The cooler that turns a Vindaloo into a Korma

Review The Sapphire Vapor-X HD 4850 is a reference Radeon HD 4850 with an after-market cooler. That might not sound like a big deal, but Sapphire has come up with something special.

Most graphics card manufacturers try to differentiate their products from the competition and they often use the trick of changing the reference cooler for their own design to add some visual impact. Sapphire has plenty of history in this department and seems to be constantly developing new coolers for its range of AMD ATI Radeon HD-based graphics cards.

The starting point with the HD 4850 is the reference ATI cooler:

Reference Radeon HD 4850

It's very compact. The GPU and memory are covered by a copper heatsink with a slim line cooling fan at the far end that draws air across the heatsink. This allows the HD 4850 to be manufactured as a single-slot design but the downside is that the cooler sheds its heat inside the casing and it runs unpleasantly hot at all times. Once the HD 4850 has warmed up, the GPU operates at a constant 80-82°C regardless of whether your PC is displaying the Windows desktop or working hard playing Crysis.

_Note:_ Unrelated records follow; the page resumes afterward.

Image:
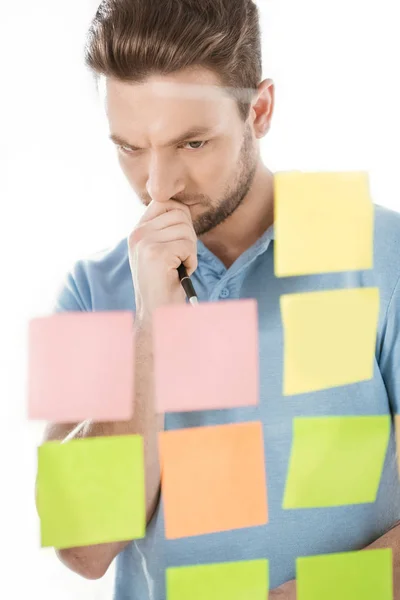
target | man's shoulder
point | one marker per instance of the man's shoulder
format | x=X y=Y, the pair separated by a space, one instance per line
x=99 y=281
x=386 y=267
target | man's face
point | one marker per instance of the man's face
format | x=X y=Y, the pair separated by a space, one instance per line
x=211 y=171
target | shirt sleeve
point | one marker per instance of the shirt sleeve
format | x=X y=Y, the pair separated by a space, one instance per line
x=390 y=351
x=74 y=292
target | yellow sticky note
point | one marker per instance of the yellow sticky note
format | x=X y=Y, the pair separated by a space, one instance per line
x=361 y=575
x=336 y=461
x=91 y=491
x=329 y=338
x=397 y=430
x=324 y=222
x=219 y=581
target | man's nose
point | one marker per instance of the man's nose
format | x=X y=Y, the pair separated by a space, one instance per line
x=164 y=179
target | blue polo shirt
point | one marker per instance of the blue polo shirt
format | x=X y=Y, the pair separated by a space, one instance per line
x=103 y=282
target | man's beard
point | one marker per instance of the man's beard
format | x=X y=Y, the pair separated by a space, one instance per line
x=233 y=197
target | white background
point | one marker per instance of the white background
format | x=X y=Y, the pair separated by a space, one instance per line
x=62 y=196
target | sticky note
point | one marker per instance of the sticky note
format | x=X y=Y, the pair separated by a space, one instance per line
x=206 y=357
x=329 y=338
x=361 y=575
x=397 y=430
x=220 y=581
x=336 y=461
x=213 y=479
x=81 y=366
x=91 y=491
x=324 y=222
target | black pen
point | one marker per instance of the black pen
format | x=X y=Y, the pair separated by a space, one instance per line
x=187 y=285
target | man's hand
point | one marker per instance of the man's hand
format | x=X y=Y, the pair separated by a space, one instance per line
x=287 y=591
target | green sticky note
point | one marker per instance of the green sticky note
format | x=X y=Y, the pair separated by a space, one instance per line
x=361 y=575
x=336 y=460
x=329 y=338
x=91 y=491
x=220 y=581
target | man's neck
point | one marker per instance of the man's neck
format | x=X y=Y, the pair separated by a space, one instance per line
x=255 y=215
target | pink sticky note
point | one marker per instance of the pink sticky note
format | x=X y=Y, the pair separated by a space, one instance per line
x=206 y=356
x=81 y=366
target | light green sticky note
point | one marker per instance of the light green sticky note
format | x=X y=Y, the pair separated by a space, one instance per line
x=221 y=581
x=324 y=222
x=361 y=575
x=329 y=338
x=91 y=491
x=336 y=461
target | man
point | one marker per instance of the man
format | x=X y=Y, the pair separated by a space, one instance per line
x=176 y=76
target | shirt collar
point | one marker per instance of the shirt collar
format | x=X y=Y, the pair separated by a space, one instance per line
x=261 y=244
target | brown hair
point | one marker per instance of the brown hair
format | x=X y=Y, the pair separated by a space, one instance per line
x=130 y=40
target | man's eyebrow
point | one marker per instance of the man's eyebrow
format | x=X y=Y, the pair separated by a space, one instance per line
x=190 y=134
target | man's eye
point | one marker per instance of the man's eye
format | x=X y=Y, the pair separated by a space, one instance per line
x=204 y=144
x=126 y=150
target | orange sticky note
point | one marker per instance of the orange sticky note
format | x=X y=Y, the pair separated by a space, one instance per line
x=81 y=367
x=206 y=357
x=213 y=479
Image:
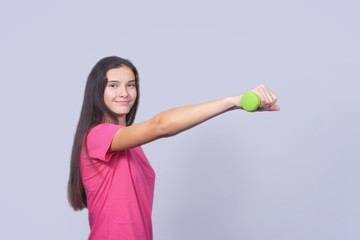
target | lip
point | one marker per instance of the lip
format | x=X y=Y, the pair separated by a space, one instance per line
x=123 y=102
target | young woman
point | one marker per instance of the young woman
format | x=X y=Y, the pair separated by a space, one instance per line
x=109 y=173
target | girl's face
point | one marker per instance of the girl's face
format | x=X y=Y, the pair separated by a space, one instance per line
x=120 y=91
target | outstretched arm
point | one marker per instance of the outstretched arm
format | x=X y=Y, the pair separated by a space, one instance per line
x=174 y=121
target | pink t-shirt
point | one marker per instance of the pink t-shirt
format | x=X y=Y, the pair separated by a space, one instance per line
x=120 y=196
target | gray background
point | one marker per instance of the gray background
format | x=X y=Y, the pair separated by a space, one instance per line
x=292 y=174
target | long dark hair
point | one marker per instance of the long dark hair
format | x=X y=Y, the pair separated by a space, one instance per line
x=93 y=112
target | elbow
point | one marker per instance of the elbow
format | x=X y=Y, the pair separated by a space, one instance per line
x=161 y=127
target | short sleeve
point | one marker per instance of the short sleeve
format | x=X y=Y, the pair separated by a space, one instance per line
x=99 y=140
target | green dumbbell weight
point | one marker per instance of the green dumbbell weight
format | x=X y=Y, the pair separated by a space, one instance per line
x=250 y=101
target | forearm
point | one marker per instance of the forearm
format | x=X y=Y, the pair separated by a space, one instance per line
x=176 y=120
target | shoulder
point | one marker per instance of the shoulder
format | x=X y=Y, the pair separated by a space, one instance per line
x=104 y=128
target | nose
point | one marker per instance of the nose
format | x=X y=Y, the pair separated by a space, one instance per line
x=123 y=92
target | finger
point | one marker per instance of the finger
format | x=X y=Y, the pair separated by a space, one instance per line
x=271 y=95
x=267 y=96
x=273 y=108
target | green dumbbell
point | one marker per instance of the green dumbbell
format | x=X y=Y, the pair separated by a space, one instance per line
x=250 y=101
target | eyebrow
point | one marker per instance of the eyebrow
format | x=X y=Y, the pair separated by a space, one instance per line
x=119 y=81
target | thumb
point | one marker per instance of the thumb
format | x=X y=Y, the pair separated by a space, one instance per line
x=273 y=108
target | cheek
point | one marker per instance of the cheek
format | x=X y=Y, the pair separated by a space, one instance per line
x=107 y=97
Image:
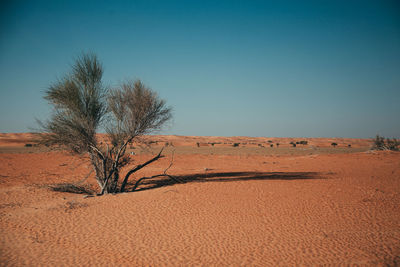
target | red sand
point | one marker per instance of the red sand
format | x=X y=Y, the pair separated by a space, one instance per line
x=257 y=210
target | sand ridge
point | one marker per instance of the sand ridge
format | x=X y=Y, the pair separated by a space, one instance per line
x=238 y=209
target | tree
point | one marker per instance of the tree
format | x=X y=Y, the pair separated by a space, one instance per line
x=82 y=105
x=389 y=144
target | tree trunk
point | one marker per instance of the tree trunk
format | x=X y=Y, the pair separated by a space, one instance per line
x=138 y=168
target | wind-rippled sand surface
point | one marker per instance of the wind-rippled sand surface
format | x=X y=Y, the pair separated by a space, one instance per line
x=245 y=209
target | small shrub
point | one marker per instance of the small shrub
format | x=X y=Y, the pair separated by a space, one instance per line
x=389 y=144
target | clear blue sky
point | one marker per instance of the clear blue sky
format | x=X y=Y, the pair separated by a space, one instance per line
x=253 y=68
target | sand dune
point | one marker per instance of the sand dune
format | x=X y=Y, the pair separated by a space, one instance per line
x=240 y=209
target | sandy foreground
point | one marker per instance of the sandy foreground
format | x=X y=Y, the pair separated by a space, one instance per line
x=251 y=205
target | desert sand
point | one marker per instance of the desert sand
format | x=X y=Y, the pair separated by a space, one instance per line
x=250 y=205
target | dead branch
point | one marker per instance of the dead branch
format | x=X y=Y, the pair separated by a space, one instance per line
x=140 y=166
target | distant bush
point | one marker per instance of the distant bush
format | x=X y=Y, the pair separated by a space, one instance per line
x=380 y=143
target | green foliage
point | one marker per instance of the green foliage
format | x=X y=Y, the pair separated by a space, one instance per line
x=82 y=105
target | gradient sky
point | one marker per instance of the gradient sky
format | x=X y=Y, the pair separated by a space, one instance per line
x=228 y=68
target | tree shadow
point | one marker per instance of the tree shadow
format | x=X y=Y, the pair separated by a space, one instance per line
x=222 y=177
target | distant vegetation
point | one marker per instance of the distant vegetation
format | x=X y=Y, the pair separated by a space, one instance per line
x=382 y=143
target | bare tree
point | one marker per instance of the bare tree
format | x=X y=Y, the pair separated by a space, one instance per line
x=81 y=105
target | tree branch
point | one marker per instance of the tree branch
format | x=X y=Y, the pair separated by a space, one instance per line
x=138 y=168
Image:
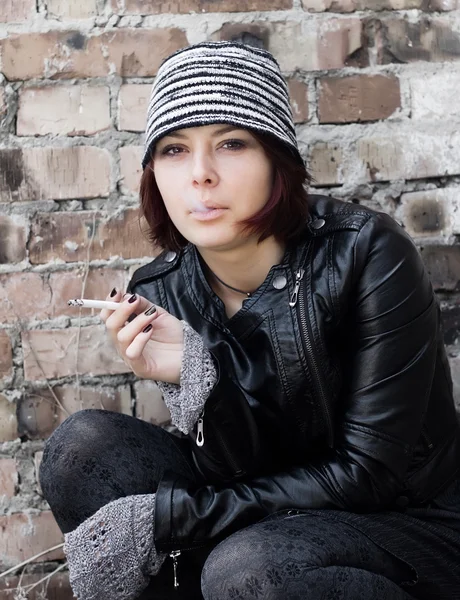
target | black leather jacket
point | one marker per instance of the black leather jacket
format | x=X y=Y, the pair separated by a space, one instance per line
x=333 y=390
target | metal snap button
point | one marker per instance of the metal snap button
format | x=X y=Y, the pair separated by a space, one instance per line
x=170 y=256
x=318 y=223
x=279 y=282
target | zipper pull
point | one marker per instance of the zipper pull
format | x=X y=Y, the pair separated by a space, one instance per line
x=199 y=431
x=295 y=294
x=174 y=554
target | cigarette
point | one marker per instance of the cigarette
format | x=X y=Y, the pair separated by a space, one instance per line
x=83 y=303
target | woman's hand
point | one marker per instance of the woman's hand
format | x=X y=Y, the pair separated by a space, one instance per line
x=151 y=345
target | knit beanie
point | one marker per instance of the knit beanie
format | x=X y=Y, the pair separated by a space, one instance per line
x=220 y=82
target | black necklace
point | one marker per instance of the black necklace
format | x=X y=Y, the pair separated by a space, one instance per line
x=248 y=294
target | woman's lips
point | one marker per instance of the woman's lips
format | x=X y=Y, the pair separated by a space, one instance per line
x=208 y=215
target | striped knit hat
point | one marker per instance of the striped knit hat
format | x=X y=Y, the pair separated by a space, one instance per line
x=220 y=82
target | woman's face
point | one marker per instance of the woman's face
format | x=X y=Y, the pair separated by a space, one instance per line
x=211 y=178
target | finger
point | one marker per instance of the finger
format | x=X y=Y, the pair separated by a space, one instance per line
x=130 y=303
x=136 y=347
x=114 y=296
x=127 y=334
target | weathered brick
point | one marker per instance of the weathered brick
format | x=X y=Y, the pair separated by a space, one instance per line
x=409 y=155
x=377 y=5
x=455 y=370
x=72 y=9
x=57 y=588
x=6 y=355
x=56 y=351
x=8 y=421
x=428 y=213
x=132 y=106
x=72 y=54
x=150 y=406
x=451 y=323
x=130 y=169
x=64 y=110
x=428 y=39
x=358 y=98
x=298 y=94
x=13 y=236
x=66 y=236
x=54 y=173
x=443 y=266
x=16 y=10
x=39 y=414
x=324 y=164
x=306 y=45
x=25 y=535
x=8 y=477
x=432 y=96
x=155 y=7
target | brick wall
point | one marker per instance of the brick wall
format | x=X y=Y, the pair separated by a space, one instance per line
x=375 y=88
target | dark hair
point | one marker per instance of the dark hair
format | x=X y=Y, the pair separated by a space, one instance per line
x=284 y=215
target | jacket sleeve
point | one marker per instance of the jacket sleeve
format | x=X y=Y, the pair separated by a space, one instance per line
x=394 y=324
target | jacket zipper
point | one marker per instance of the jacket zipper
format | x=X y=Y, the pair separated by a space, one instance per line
x=200 y=442
x=298 y=300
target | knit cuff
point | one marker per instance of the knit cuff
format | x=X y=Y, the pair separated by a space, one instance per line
x=198 y=376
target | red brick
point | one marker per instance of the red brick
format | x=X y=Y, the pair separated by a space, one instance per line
x=358 y=98
x=72 y=9
x=8 y=421
x=324 y=164
x=23 y=536
x=35 y=296
x=54 y=173
x=428 y=39
x=56 y=351
x=16 y=10
x=13 y=237
x=6 y=355
x=156 y=7
x=150 y=406
x=8 y=477
x=64 y=110
x=57 y=588
x=298 y=94
x=72 y=54
x=132 y=106
x=130 y=169
x=66 y=236
x=377 y=5
x=39 y=413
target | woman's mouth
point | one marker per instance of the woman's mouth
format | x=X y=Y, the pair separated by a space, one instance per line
x=208 y=215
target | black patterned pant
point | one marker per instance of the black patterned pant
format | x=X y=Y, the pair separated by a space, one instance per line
x=96 y=456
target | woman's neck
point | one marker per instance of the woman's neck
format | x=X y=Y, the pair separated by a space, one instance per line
x=244 y=268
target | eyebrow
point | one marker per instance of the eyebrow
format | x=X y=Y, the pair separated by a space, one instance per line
x=219 y=131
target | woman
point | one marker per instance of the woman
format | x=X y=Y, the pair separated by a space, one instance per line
x=297 y=343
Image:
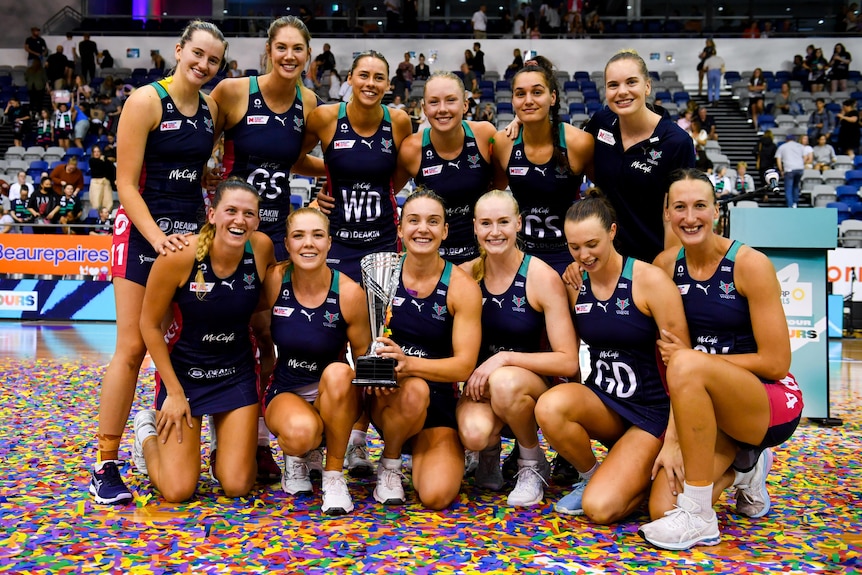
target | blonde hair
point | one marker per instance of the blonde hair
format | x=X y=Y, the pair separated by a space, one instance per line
x=479 y=265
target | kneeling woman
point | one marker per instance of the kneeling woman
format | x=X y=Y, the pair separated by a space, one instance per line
x=206 y=364
x=436 y=332
x=732 y=396
x=523 y=299
x=618 y=311
x=316 y=311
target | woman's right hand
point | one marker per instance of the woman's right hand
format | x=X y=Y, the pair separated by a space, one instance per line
x=175 y=409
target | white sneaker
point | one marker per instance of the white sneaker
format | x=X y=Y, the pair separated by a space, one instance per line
x=336 y=496
x=314 y=460
x=389 y=490
x=531 y=481
x=752 y=497
x=682 y=527
x=356 y=460
x=295 y=478
x=145 y=426
x=488 y=472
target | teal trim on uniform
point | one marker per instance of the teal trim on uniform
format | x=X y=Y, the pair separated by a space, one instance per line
x=785 y=227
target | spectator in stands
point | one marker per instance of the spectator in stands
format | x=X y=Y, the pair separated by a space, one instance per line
x=817 y=71
x=478 y=60
x=714 y=68
x=824 y=154
x=35 y=45
x=87 y=51
x=756 y=90
x=707 y=123
x=19 y=118
x=102 y=176
x=19 y=206
x=705 y=54
x=790 y=160
x=103 y=225
x=848 y=128
x=43 y=206
x=36 y=81
x=821 y=121
x=480 y=23
x=839 y=67
x=422 y=71
x=743 y=183
x=67 y=173
x=57 y=68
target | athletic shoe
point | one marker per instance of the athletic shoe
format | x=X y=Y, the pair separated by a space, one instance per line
x=356 y=460
x=314 y=460
x=532 y=478
x=389 y=490
x=752 y=497
x=106 y=485
x=295 y=480
x=682 y=527
x=510 y=464
x=144 y=426
x=572 y=504
x=336 y=496
x=488 y=474
x=563 y=472
x=471 y=462
x=268 y=470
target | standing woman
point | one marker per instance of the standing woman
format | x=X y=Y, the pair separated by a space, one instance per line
x=316 y=311
x=165 y=139
x=636 y=148
x=360 y=140
x=527 y=338
x=205 y=367
x=542 y=166
x=732 y=396
x=452 y=158
x=619 y=310
x=436 y=331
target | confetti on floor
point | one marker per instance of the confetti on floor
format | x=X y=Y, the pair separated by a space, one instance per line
x=48 y=523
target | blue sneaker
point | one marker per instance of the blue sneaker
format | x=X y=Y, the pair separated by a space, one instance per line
x=572 y=504
x=106 y=485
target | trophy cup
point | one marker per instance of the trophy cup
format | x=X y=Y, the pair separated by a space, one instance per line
x=380 y=274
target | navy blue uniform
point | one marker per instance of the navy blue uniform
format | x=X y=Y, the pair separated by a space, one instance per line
x=509 y=322
x=719 y=322
x=210 y=341
x=636 y=180
x=624 y=371
x=422 y=327
x=365 y=218
x=307 y=339
x=261 y=149
x=544 y=193
x=460 y=182
x=175 y=155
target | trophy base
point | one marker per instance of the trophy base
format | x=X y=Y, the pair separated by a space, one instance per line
x=375 y=371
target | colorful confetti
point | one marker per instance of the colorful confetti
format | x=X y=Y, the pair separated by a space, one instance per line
x=48 y=523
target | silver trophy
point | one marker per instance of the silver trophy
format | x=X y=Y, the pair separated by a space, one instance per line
x=380 y=274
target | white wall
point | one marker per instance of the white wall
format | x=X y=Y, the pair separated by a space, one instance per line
x=585 y=54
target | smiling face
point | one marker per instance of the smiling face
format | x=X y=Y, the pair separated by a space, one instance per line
x=590 y=243
x=691 y=210
x=289 y=52
x=531 y=97
x=423 y=226
x=199 y=58
x=444 y=103
x=235 y=216
x=626 y=88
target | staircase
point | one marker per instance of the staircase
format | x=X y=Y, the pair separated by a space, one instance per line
x=737 y=138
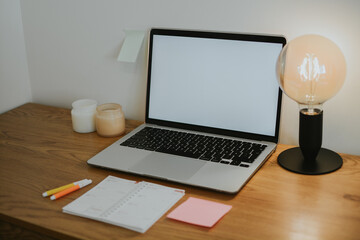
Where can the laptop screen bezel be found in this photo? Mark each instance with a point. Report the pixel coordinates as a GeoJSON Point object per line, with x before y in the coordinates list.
{"type": "Point", "coordinates": [212, 35]}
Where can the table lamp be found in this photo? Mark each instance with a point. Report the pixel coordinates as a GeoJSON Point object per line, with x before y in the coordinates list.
{"type": "Point", "coordinates": [311, 69]}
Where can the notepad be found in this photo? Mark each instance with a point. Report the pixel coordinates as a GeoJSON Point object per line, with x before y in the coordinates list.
{"type": "Point", "coordinates": [125, 203]}
{"type": "Point", "coordinates": [199, 212]}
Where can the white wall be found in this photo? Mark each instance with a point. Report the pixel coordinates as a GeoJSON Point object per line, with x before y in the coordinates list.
{"type": "Point", "coordinates": [14, 77]}
{"type": "Point", "coordinates": [72, 47]}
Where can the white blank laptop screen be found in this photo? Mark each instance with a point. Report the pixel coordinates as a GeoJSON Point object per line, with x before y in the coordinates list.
{"type": "Point", "coordinates": [226, 84]}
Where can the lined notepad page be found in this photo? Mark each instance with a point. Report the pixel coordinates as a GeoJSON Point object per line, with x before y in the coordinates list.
{"type": "Point", "coordinates": [136, 206]}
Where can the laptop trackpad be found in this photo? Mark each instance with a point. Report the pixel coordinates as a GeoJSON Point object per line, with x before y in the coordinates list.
{"type": "Point", "coordinates": [167, 166]}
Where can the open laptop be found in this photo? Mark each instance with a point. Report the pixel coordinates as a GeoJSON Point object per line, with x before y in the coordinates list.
{"type": "Point", "coordinates": [212, 110]}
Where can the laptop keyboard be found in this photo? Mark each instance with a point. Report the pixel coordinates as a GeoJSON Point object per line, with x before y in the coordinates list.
{"type": "Point", "coordinates": [207, 148]}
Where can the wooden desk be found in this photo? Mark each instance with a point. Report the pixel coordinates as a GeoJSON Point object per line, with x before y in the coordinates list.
{"type": "Point", "coordinates": [40, 151]}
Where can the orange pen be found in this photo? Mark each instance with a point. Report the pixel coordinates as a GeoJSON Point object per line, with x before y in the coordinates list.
{"type": "Point", "coordinates": [70, 190]}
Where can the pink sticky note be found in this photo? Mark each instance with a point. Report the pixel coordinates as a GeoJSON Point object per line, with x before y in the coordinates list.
{"type": "Point", "coordinates": [200, 212]}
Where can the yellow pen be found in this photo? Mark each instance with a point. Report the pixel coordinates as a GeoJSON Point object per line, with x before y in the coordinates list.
{"type": "Point", "coordinates": [59, 189]}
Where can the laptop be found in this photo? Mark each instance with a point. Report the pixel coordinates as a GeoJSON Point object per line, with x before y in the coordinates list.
{"type": "Point", "coordinates": [212, 110]}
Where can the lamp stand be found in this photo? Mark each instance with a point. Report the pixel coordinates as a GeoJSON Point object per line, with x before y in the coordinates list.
{"type": "Point", "coordinates": [310, 158]}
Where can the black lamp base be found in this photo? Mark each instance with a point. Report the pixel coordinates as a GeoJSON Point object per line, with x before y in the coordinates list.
{"type": "Point", "coordinates": [326, 161]}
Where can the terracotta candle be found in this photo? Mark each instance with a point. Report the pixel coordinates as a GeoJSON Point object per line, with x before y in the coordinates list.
{"type": "Point", "coordinates": [83, 115]}
{"type": "Point", "coordinates": [110, 120]}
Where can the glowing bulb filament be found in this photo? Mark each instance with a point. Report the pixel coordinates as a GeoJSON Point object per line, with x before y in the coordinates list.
{"type": "Point", "coordinates": [310, 71]}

We measured the temperature of the body of the graphics card at 60°C so we’re talking about a hefty slab of metal and plastic that is working hard to heat up the guts of your PC.

Sapphire has made a number of attempts to overcome this antisocial behaviour starting with its Dual Slot cooler:

Sapphire dual-slot cooler

This is a conventional design that locates the heatsink and fan directly over the GPU and the relatively large fan is able to operate quietly while still keeping the HD 4850 under control. As the name suggests, the Dual Slot cooler increases the size of the graphics card but it also does away with the copper heatsink that retains so much heat in the body of the reference graphics card.